Just 14 weeks, according to research released this week by the Indiana Business Research Center in Indiana University's Kelley School of Business.
The big birds are big business in Indiana.
Farmers here have sold a whopping 14.5 million turkeys last year, 5.3 percent of all the turkeys in the United States.
Those sales netted Hoosier turkey farms $306.3 million, fifth most in the country.
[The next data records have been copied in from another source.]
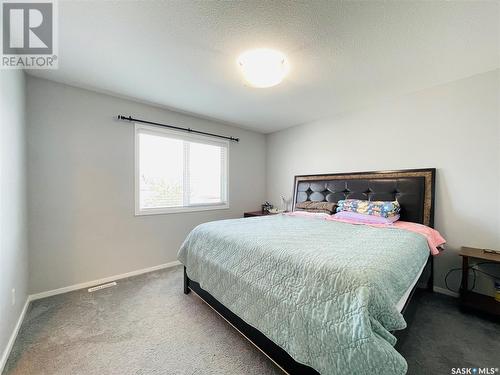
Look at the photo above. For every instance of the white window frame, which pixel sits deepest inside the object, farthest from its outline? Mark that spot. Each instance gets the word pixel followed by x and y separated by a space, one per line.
pixel 156 130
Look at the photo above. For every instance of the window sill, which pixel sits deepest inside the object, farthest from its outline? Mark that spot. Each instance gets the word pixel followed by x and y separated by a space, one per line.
pixel 178 210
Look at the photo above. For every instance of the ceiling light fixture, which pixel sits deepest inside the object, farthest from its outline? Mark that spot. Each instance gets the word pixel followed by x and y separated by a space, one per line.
pixel 263 67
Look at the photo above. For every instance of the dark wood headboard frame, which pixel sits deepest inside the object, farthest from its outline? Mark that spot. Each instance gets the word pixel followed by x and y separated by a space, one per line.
pixel 428 175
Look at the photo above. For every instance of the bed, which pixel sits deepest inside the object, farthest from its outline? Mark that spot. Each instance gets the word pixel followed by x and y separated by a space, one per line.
pixel 318 296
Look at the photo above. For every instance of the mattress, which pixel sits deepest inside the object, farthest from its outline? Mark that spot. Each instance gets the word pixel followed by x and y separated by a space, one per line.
pixel 326 292
pixel 401 303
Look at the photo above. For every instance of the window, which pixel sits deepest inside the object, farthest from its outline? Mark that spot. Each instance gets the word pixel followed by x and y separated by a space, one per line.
pixel 178 172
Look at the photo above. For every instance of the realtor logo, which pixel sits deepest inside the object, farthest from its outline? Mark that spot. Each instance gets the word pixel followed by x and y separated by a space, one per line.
pixel 29 35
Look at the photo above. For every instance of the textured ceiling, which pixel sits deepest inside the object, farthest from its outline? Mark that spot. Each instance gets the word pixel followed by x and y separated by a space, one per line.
pixel 343 55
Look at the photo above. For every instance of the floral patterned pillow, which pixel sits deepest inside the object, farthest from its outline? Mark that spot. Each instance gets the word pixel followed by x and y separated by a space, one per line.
pixel 376 208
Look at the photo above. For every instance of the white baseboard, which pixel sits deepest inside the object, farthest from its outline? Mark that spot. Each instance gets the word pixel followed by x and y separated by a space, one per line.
pixel 446 291
pixel 13 336
pixel 89 284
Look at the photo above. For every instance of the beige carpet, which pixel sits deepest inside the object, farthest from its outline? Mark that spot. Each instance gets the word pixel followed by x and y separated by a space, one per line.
pixel 145 325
Minnesota, North Carolina, Missouri and Arkansas lead the pack.
"As you celebrate your Thanksgiving dinner, be sure to thank a farmer who has labored to produce the food that you enjoy sharing with friends and family," said Tanya Hall, an economic research analyst at the IBRC and also a family farmer.
Indiana's 14.5 million turkeys collectively weighed about 519.1 million pounds, according to the IBRC.
A male turkey, or tom, typically weighs 30 pounds at market, or about twice what a hen weighs.
The toms are normally used for cutlets, tenderloins, turkey sausage, franks or deli meats.
People who enjoy whole-bird turkey dinners are probably eating a hen.
On its way to dinner plates everywhere, an average hen will eat about 41 pounds of feed -- a mix of corn, soybeans, supplements and vitamins.
Side dishes
Not everything on a Thanksgiving plate used to have feathers, of course, and Indiana farmers are involved in producing more of the typical November smorgasbord.
The state produces about 1.7 percent of the nation's processed green beans, 1.3 percent of its fresh sweet corn and 1.3 percent of its cucumbers.
Hoosier farms also sell about 7.1 percent of all chicken eggs sold in the U.S., about 520 million eggs from September 2008 to September 2009.
The Thanksgiving potatoes, sweet potatoes or cranberries, though?
Those probably came from elsewhere.
Not just the food
Some Hoosiers spend all year giving thanks, and data shows that Indiana residents volunteered about $4.5 billion worth of their time last year.
More hours were spent fundraising than doing anything else, but the collection and distribution of food, a common activity on Thanksgiving Day, came in second, data from the IBRC shows.
Nearly 30 percent of Hoosier adults volunteered somewhere in the state during 2008, contributing 205.2 million of hours of time.